Magna Grecia: History of a Name

Magna Grecia is the term first used by Greek, then by Roman authors to refer to the region in southern Italy.
View of the Norman basilica in the Scolacium Archaeological Park

Μεγάλη ῾Ελλάς is the term first used by Greek, then by Roman authors to refer to the region in southern Italy where Greek settlers had found their new home from the 8th century BC.

Iconic Arc Area

The Greeks found vast swaths of flat and fertile land with plenty of water in the south of Italy, and in particular along the so called ‘Ionian Arc’. This region must have had the same effect on them as the great North American prairies had on 19th century settlers.

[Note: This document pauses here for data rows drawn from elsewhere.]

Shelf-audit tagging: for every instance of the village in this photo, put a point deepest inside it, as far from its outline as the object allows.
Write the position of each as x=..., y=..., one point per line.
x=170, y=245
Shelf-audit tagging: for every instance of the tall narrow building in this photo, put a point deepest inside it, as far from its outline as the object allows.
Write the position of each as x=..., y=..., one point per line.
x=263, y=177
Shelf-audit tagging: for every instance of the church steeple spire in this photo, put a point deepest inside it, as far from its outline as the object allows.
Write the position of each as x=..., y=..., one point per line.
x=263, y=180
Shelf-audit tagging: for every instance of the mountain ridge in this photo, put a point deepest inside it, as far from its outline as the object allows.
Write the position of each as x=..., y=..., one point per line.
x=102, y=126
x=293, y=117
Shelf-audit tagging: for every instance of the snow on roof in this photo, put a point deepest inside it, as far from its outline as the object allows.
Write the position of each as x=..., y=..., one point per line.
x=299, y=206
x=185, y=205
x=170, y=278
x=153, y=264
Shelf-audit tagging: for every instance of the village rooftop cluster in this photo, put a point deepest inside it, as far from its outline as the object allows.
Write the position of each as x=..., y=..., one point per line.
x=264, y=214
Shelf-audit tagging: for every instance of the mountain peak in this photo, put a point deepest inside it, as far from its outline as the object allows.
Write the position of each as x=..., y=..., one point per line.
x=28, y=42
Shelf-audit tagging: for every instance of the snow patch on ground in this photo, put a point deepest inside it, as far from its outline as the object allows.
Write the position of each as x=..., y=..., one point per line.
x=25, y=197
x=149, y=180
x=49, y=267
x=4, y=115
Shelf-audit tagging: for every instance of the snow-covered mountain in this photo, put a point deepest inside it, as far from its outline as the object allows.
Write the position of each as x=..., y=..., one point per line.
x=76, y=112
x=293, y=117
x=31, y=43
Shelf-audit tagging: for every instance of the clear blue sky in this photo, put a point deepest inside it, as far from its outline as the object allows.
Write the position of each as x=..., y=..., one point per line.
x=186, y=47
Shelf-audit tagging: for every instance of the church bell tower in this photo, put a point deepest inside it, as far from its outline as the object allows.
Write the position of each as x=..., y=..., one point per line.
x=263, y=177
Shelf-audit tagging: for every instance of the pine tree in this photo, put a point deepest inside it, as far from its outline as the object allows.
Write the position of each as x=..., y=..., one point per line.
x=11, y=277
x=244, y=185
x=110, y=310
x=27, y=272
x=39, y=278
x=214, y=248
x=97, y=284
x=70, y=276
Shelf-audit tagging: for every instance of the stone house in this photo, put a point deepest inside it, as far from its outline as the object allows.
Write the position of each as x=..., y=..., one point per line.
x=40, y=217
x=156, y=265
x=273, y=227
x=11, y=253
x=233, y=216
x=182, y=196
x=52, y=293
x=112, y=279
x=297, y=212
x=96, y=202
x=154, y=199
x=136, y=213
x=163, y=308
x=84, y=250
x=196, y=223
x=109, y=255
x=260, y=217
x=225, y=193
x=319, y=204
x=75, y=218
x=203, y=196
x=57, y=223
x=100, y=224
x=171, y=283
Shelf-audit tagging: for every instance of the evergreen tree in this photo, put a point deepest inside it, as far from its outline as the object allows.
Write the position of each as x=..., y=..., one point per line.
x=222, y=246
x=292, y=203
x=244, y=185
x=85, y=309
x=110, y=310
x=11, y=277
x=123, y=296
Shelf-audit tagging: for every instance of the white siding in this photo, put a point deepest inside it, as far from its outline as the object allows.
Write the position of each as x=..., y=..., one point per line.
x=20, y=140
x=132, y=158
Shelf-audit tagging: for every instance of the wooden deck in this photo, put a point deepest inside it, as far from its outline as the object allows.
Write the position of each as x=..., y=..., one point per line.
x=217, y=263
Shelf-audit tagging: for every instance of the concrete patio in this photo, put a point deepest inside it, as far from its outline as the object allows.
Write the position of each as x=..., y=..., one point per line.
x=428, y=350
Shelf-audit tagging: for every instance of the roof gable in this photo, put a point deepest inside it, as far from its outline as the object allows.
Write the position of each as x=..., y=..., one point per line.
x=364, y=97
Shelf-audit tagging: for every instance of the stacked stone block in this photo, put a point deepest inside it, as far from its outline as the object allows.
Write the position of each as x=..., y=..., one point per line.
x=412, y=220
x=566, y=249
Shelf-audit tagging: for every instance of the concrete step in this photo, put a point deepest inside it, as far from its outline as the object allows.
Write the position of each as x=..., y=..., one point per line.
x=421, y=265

This rich and well-farmed land, great producer of wine – so much so that it was called ‘Enotria’ – rich in crops and inhabited by farmers and merchants, must have really looked special to them.

Also, the homogeneity of the settlements, the fast development of a new culture that combined Greek knowledge and traditions with those of the pre-existing Italic population, might have given the Greeks the idea of unity, far from their motherland’s political fragmentation.

Polybius was the first to use the term Magna Grecia

The term Magna Graecia was first mentioned by Polybius, a Greek historian who lived in the 2nd century BC. However, scholars today agree that it had already been employed much earlier, at least two, perhaps, three centuries before.

Some scholars, in particular the writer Iamblichus, have assumed that this name derives from admiration for the ground-breaking work of Pythagoras of Croton. He was not only a philosopher, but above all the teacher and inspirer of a school that, combining science, religion and politics, had a dramatic impact on the historical events of the whole of Italy.

Impressive and Widespread Artistic and Cultural Growth

Its majestic cities and acropolises, fertile fields, thriving maritime trade, rapidly growing population, as well as its impressive and widespread artistic and cultural growth rightly deserved the attribute ‘Magna’, as it was later translated by the Romans, who kept using it for the whole of southern peninsular Italy.

“When Greece had plenty of powerful and great cities in Italy, and therefore was called Magna Graecia, first the name of Pythagoras and then that of the Pythagoreans were held in high esteem”.

Cicero

According to Strabo, the famous geographer under the Roman emperor Augustus, “Since the time of the Trojan War, the Greeks had seized a large swath of Italy. This land has grown to such an extent that they would call it ‘Megale Hellas’. The admiration that this land compelled in ancient populations has continued to fascinate travelers for centuries. It is the same admiration filling tourists today, who are prepared to be surprised by this beautiful land.